Establishing Reimbursement for Estate Related Expenses - Case Law UpdatePosted November 22, 2019 in Florida Probate Litigation
Florida Probate and Trust Litigation Blog
Establishing Reimbursement for Estate Related Expenses
Case Law Update - ERICA JILL NEGEDLY, AS PERSONAL REPRESENTATIVE OF THE ESTATE OF GREGORY DEAN SMITH, Appellant, v. MARY E. SMITH, Appellee
In Florida, the Statutes classify the debts of decedents and specify the order in which they must be paid. Specifically, Florida Statute Section 733.707 sets the priority for the payment of estate expenses into eight separate classes:
(1) The personal representative shall pay the expenses of the administration and obligations of the decedent’s estate in the following order:
(a) Class 1.—Costs, expenses of administration, and compensation of personal representatives and their attorneys fees and attorneys fees awarded under s. 733.106(3).
(b) Class 2.—Reasonable funeral, interment, and grave marker expenses, whether paid by a guardian, the personal representative, or any other person, not to exceed the aggregate of $6,000.
(d) Class 4.—Reasonable and necessary medical and hospital expenses of the last 60 days of the last illness of the decedent, including compensation of persons attending the decedent.
(e) Class 5.—Family allowance.
(f) Class 6.—Arrearage from court-ordered child support.
(g) Class 7.—Debts acquired after death by the continuation of the decedent’s business, in accordance with s. 733.612(22), but only to the extent of the assets of that business.
(h) Class 8.—All other claims, including those founded on judgments or decrees rendered against the decedent during the decedent’s lifetime, and any excess over the sums allowed in paragraphs (b) and (d).
While the priority is clear about what gets paid first, there remains the issue of proving how much should be paid for those expenses. Sometimes a dispute arises between a personal representative and a creditor or family member as to the amount owed to reimburse the expense.

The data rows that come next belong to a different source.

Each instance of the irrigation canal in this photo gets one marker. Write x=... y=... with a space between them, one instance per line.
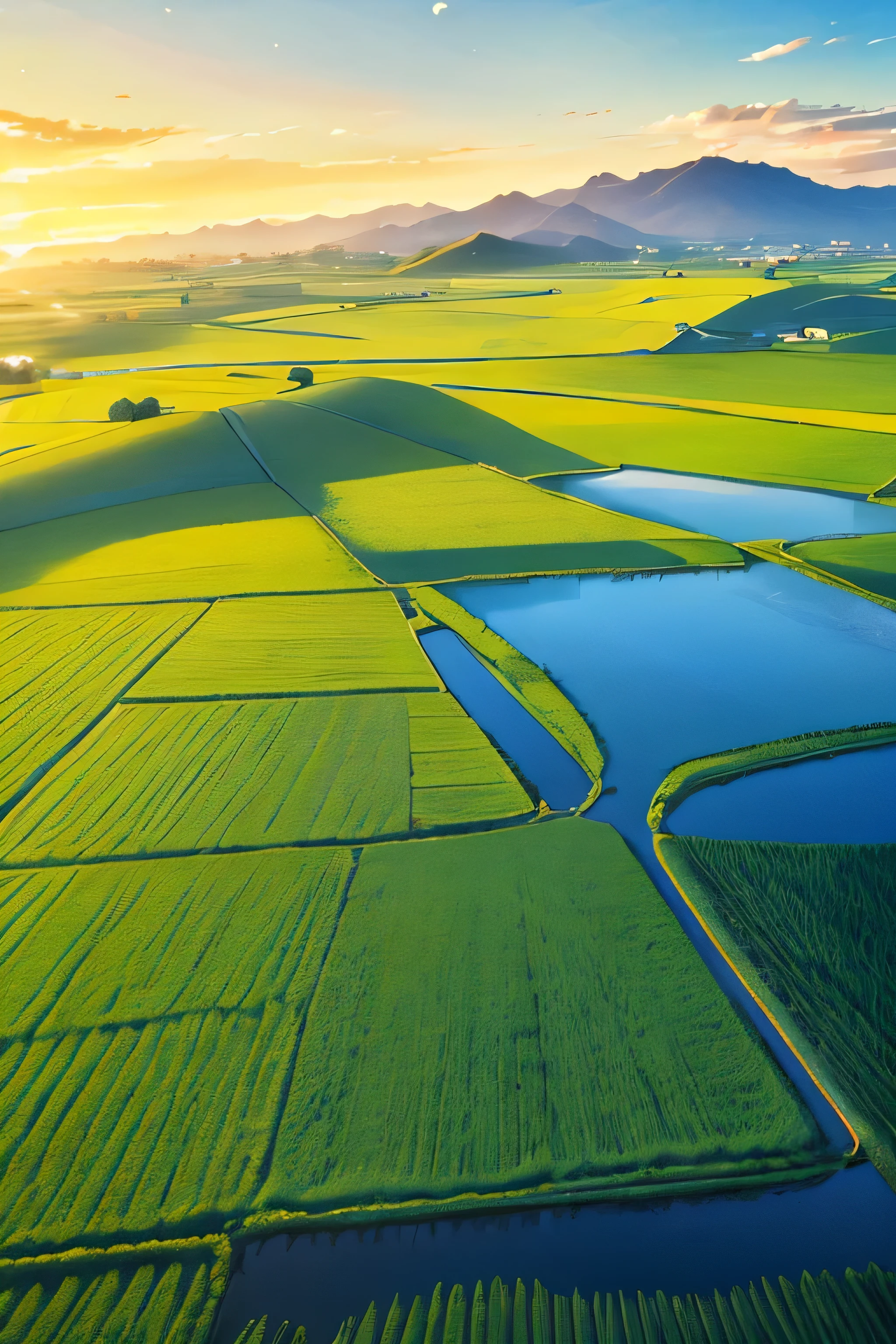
x=668 y=670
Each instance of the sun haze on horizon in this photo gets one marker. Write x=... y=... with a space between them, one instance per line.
x=342 y=108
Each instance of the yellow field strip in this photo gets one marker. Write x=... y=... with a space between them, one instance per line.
x=776 y=1023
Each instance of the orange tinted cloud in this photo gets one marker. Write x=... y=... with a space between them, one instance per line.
x=66 y=135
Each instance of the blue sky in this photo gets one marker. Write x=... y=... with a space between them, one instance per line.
x=283 y=109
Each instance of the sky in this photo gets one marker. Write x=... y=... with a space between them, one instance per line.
x=132 y=116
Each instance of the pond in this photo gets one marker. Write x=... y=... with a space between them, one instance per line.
x=734 y=510
x=668 y=670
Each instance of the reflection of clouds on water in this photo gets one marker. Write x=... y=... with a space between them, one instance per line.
x=809 y=602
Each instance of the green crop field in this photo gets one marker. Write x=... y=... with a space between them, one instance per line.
x=812 y=928
x=154 y=1293
x=214 y=1038
x=466 y=955
x=148 y=1045
x=62 y=670
x=417 y=514
x=174 y=779
x=433 y=418
x=287 y=940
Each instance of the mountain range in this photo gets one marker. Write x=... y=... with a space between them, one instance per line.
x=706 y=200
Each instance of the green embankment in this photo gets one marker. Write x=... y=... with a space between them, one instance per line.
x=62 y=670
x=569 y=1043
x=860 y=565
x=154 y=1293
x=812 y=931
x=151 y=1041
x=122 y=464
x=174 y=777
x=210 y=543
x=320 y=644
x=724 y=766
x=526 y=682
x=457 y=776
x=839 y=382
x=417 y=514
x=855 y=1309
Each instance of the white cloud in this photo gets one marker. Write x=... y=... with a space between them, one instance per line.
x=781 y=49
x=815 y=140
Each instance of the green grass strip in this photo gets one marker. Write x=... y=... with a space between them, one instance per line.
x=526 y=682
x=152 y=1292
x=812 y=932
x=724 y=766
x=854 y=1309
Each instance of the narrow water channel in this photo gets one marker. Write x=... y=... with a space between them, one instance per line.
x=668 y=670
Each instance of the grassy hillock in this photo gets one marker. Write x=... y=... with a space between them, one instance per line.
x=724 y=766
x=812 y=929
x=499 y=1108
x=854 y=1309
x=284 y=940
x=63 y=670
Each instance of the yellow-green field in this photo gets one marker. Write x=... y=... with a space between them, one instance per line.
x=285 y=940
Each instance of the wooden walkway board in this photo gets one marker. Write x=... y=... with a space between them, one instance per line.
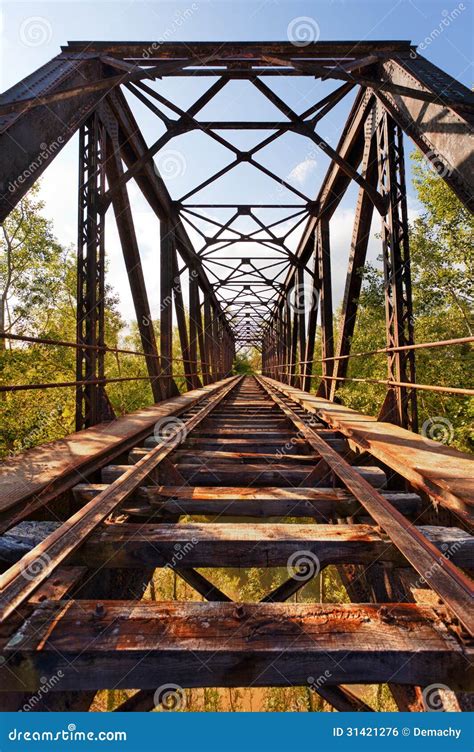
x=442 y=472
x=211 y=544
x=67 y=460
x=144 y=644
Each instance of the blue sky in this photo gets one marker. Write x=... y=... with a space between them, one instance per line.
x=33 y=32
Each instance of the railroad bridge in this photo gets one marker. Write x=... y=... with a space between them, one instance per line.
x=268 y=470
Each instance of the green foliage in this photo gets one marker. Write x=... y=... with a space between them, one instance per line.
x=247 y=362
x=441 y=242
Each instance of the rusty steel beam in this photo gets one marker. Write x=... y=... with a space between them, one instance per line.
x=357 y=256
x=92 y=405
x=131 y=253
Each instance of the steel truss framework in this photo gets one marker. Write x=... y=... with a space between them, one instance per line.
x=271 y=296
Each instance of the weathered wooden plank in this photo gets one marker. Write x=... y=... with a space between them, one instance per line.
x=451 y=584
x=142 y=645
x=208 y=544
x=436 y=469
x=32 y=478
x=263 y=474
x=63 y=542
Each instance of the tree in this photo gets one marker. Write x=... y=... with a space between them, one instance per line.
x=441 y=243
x=38 y=298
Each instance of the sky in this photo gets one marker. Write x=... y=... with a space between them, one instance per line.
x=32 y=33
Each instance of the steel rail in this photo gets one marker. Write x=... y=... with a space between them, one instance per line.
x=47 y=556
x=450 y=583
x=388 y=382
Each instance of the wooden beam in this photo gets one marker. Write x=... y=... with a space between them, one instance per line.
x=58 y=546
x=451 y=584
x=141 y=645
x=131 y=254
x=357 y=256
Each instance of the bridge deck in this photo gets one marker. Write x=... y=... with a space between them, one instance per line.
x=445 y=474
x=242 y=450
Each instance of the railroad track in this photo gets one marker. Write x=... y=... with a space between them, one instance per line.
x=278 y=488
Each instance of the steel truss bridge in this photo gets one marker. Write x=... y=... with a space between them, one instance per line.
x=86 y=520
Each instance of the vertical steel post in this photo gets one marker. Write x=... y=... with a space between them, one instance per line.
x=325 y=303
x=91 y=403
x=167 y=241
x=400 y=404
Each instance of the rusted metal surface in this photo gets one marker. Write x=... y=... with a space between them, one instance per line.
x=451 y=584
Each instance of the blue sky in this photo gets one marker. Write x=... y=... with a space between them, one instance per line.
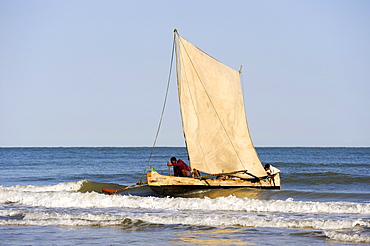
x=94 y=73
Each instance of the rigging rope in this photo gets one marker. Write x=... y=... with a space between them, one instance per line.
x=163 y=108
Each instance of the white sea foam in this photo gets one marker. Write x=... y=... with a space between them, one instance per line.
x=117 y=217
x=68 y=186
x=348 y=237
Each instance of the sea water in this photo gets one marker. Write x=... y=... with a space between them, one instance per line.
x=52 y=196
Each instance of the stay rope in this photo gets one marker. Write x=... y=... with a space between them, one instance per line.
x=161 y=118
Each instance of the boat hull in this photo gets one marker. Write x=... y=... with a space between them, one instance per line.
x=171 y=185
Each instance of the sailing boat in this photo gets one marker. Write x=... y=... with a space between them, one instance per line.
x=215 y=128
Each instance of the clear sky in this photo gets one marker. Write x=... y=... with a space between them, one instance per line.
x=94 y=73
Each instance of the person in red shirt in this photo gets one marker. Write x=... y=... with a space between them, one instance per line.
x=179 y=167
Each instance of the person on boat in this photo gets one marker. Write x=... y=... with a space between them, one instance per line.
x=179 y=167
x=272 y=171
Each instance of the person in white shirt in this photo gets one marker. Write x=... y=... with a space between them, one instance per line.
x=272 y=171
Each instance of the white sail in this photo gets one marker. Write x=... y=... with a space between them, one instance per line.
x=213 y=115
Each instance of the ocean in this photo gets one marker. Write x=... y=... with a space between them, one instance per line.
x=52 y=196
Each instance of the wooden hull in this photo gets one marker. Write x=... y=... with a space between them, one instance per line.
x=171 y=185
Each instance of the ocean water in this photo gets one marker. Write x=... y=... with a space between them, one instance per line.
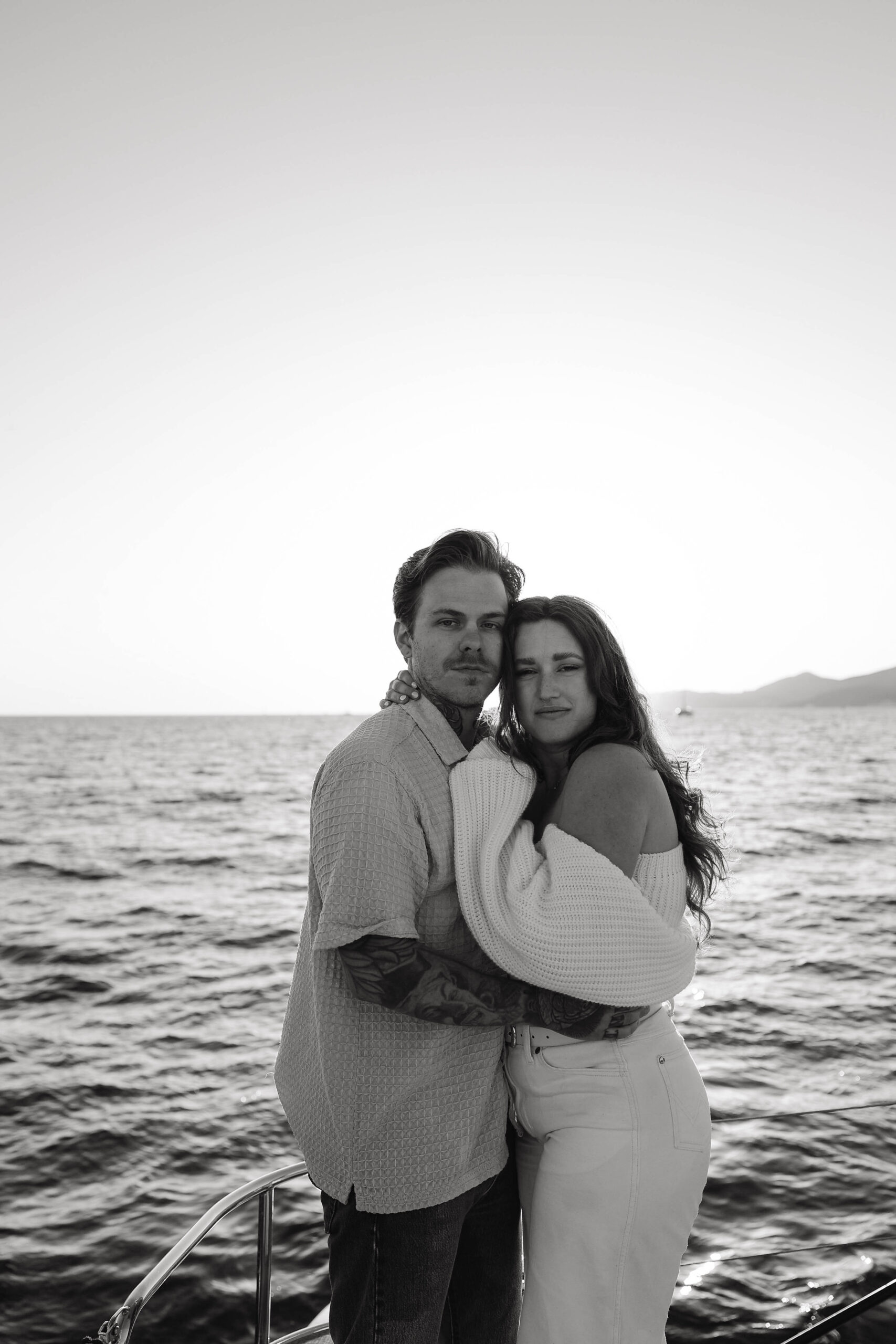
x=152 y=882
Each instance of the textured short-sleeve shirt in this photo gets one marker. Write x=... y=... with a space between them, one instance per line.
x=410 y=1113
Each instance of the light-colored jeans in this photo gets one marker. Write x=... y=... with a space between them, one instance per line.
x=612 y=1168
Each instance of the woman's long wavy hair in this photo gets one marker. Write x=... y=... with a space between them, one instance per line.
x=623 y=717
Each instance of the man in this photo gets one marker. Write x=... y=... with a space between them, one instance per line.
x=390 y=1065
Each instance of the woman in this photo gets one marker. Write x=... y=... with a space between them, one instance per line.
x=614 y=1135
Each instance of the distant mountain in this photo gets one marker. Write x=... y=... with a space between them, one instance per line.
x=806 y=689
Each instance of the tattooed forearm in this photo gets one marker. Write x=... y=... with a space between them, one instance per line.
x=400 y=973
x=449 y=711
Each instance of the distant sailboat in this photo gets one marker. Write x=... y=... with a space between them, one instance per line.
x=684 y=709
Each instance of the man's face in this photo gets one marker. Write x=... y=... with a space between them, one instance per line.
x=455 y=648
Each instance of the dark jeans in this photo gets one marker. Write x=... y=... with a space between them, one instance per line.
x=448 y=1275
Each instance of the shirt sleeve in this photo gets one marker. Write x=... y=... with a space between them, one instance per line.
x=370 y=855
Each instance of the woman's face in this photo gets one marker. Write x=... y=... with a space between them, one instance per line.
x=554 y=702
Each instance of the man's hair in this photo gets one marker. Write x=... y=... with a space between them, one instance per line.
x=462 y=550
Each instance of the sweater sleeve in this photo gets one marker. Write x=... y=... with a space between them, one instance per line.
x=558 y=915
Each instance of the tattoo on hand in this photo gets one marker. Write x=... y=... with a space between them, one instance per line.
x=402 y=975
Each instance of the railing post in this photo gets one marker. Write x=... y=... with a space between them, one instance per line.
x=262 y=1281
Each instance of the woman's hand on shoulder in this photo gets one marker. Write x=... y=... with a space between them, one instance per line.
x=606 y=802
x=400 y=690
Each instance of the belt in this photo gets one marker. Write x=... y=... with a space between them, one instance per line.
x=624 y=1023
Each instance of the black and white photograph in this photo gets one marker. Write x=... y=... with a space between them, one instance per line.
x=448 y=697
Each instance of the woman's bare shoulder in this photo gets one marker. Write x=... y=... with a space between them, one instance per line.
x=613 y=764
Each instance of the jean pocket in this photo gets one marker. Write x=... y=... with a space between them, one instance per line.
x=586 y=1057
x=688 y=1102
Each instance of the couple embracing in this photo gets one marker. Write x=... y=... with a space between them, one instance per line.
x=480 y=1018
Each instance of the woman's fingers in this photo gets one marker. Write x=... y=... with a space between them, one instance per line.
x=400 y=690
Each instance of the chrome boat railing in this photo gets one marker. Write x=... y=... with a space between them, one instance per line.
x=119 y=1328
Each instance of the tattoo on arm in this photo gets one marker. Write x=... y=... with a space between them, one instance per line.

That was precisely the issue in the recent November 2019 decision out of the Fifth District Court of Appeal. In Negedly v. Smith, Mary Smith entered into a payor agreement with a medical facility to care for Gregory Smith. When Gregory Smith died, the medical center sued Mary Smith for medical expenses. Mary Smith settled the outstanding medical expenses for $15,000 and received an assignment of the debt from the medical facility. Mary Smith then pursued reimbursement from the Estate of Gregory Smith for the full amount of the medical expenses, which exceeded the settled amount. The Personal Representative disputed the medical expenses so the dispute was set for an evidentiary hearing.
The trial court awarded Mary Smith the total amount of unpaid medical expenses, since she had received the assignment from the medical facility. The appellate court reversed, however, finding insufficient evidence to justify the amount because Mary Smith testified as to the settled $15,000 of actually paid settled medical expenses but never introduced the actual medical bills into evidence. Worse yet, because the billing records were not placed into evidence, the Court moved the classification priority from a Class 4 to a Class 8.
This case presents a couple of important takeaways:
1. Make sure you are checking the admissibility of the evidence sought to prove the entitlement to creditor claims and expenses for reimbursement.
2. A party can assign (or potentially sell) the entitlement to reimbursement for expenses to another party
3. A reminder that the trial court's determinations are subject to a competent substantial evidence standard on appeal.